Liraglutide and other glucagon-like peptide 1 receptor agonists (GLP-1RAs) are effective weight loss drugs, but how they suppress appetite remains unclear. One potential mechanism is by activating neurons that inhibit the hunger-promoting Agouti-related peptide (AgRP) neurons of the arcuate hypothalamus (Arc). To identify these afferents, we developed a method combining rabies-based connectomics with single-nucleus transcriptomics. Here, we identify at least 21 afferent subtypes of AgRP neurons in the mouse mediobasal and paraventricular hypothalamus, which are predicted by our method. Among these are thyrotropin-releasing hormone (TRH)⁺ Arc (TRH^Arc) neurons, inhibitory neurons that express the Glp1r gene and are activated by the GLP-1RA liraglutide. Activating TRH^Arc neurons inhibits AgRP neurons and feeding, probably in an AgRP neuron-dependent manner. Silencing TRH^Arc neurons causes overeating and weight gain and attenuates liraglutide’s effect on body weight. Our results demonstrate a widely applicable method for molecular connectomics, comprehensively identify local inputs to AgRP neurons and reveal a circuit through which GLP-1RAs suppress appetite.
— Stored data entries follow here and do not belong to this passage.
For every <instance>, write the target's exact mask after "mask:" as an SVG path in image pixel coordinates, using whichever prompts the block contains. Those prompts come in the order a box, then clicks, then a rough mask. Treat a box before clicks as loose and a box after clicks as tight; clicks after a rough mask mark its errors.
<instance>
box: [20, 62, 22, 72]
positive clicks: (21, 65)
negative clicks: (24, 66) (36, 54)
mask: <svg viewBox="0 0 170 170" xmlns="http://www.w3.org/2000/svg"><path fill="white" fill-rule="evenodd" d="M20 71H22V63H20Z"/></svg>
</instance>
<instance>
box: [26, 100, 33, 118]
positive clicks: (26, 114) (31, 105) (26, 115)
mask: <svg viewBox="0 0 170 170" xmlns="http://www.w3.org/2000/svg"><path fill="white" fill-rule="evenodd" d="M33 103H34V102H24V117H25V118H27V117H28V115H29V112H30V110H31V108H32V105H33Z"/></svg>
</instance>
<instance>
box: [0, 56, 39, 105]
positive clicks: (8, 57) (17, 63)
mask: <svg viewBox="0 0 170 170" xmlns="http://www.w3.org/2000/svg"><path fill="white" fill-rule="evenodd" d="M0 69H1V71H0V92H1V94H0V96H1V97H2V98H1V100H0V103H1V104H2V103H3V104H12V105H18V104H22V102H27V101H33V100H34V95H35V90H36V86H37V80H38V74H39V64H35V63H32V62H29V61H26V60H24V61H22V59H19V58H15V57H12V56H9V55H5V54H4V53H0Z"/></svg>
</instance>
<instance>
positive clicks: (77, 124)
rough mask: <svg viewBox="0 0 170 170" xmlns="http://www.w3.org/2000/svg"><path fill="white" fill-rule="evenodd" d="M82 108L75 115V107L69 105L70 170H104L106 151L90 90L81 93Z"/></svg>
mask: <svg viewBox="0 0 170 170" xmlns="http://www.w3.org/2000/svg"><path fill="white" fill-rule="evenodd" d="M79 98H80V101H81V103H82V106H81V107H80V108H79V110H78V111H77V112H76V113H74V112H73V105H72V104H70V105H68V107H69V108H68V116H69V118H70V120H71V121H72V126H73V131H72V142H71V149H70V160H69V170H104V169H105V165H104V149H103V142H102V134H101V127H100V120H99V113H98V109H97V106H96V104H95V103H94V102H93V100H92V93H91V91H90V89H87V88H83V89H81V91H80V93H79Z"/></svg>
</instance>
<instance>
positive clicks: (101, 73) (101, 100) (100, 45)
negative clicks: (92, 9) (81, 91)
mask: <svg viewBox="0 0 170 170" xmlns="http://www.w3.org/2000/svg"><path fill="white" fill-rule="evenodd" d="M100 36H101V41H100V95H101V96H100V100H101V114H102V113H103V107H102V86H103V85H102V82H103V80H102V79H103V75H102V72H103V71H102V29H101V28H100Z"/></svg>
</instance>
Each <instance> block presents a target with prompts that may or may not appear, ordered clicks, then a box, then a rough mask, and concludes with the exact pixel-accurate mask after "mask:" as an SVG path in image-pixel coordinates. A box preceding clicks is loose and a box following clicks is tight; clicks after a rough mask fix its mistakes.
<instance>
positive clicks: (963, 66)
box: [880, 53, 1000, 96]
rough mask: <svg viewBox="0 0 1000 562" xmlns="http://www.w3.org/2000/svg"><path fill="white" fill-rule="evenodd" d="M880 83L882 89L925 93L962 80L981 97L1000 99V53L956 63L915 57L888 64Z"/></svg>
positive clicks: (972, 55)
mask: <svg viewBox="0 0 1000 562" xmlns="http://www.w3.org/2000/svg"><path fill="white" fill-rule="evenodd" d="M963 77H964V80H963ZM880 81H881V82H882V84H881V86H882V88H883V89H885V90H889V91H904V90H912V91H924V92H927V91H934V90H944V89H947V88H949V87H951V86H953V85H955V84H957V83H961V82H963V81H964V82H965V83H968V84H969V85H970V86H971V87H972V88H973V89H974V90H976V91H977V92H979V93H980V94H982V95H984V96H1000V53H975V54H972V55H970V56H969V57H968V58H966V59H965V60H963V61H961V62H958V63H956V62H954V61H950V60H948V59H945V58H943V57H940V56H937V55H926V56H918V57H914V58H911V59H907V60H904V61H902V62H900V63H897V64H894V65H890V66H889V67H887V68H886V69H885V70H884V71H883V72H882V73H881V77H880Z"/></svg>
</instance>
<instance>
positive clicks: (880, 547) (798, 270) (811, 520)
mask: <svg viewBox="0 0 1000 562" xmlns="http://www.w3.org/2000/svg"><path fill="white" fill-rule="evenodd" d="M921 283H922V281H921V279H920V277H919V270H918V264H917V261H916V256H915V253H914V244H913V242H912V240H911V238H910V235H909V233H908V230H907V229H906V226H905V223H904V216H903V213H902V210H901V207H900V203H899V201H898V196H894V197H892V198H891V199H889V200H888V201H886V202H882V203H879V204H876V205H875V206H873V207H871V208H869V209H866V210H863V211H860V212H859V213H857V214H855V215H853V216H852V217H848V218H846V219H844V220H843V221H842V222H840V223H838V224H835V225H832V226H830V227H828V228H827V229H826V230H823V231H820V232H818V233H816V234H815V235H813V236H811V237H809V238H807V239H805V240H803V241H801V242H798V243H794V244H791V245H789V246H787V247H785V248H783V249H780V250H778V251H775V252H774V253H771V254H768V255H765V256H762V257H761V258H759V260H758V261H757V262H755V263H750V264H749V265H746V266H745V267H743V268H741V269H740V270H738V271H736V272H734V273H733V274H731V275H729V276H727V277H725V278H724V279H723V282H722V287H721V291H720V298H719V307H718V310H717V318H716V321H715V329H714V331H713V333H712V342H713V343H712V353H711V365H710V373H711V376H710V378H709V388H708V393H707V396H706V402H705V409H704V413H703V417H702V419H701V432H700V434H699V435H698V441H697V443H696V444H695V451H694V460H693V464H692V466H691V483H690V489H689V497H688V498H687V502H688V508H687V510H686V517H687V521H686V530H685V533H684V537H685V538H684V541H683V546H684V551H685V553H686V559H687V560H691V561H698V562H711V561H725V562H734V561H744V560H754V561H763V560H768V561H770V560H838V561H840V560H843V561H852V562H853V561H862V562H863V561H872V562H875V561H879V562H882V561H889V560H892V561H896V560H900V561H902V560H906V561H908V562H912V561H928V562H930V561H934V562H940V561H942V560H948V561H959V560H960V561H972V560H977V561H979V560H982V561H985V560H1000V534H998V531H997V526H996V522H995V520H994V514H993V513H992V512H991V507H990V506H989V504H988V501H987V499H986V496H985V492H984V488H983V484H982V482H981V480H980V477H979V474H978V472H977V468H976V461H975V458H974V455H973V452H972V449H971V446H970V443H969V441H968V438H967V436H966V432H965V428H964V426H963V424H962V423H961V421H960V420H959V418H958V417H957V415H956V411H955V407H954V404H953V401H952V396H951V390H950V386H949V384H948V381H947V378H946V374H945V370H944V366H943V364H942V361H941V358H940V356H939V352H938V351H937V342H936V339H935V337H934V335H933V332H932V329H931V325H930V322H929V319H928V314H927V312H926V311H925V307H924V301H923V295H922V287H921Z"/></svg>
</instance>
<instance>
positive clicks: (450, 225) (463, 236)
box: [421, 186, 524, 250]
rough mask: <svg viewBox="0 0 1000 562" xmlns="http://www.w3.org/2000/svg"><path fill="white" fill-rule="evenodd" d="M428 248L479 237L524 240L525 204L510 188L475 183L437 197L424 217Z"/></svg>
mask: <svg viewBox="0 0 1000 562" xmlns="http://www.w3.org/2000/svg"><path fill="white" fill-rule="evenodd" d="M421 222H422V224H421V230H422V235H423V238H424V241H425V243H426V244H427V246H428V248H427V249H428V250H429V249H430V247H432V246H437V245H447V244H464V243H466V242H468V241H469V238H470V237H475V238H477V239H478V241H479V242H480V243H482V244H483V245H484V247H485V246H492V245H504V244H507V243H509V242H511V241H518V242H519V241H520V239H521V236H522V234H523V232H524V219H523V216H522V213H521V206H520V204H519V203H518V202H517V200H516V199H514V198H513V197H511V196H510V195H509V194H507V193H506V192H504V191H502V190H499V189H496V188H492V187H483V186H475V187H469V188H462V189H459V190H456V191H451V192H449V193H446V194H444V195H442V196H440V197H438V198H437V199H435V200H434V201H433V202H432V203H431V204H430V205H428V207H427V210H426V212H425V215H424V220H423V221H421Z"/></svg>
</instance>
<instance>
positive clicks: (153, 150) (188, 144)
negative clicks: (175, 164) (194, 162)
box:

利拉鲁肽和其他胰高血糖素样肽 1 受体激动剂 （GLP-1RAs） 是有效的减肥药物，但它们如何抑制食欲仍不清楚。一种可能的机制是通过激活抑制弓状下丘脑 （Arc） 促进饥饿的 Agouti 相关肽 （AgRP） 神经元的神经元。为了识别这些传入子，我们开发了一种将基于狂犬病的连接组学与单核转录组学相结合的方法。在这里，我们在小鼠中下丘脑和室旁下丘脑中鉴定了至少 21 种 AgRP 神经元的传入亚型，这些亚型由我们的方法预测。其中包括促甲状腺激素释放激素 （TRH）⁺ Arc （TRH^Arc） 神经元，表达 Glp1r 基因并被 GLP-1RA 利拉鲁肽激活的抑制性神经元。激活 TRH^Arc 神经元会抑制 AgRP 神经元和摄食，可能以 AgRP 神经元依赖性方式。沉默 TRH^Arc 神经元会导致暴饮暴食和体重增加，并减弱利拉鲁肽对体重的影响。我们的结果证明了一种广泛适用的分子连接组学方法，全面识别了 AgRP 神经元的局部输入，并揭示了 GLP-1RAs 抑制食欲的回路。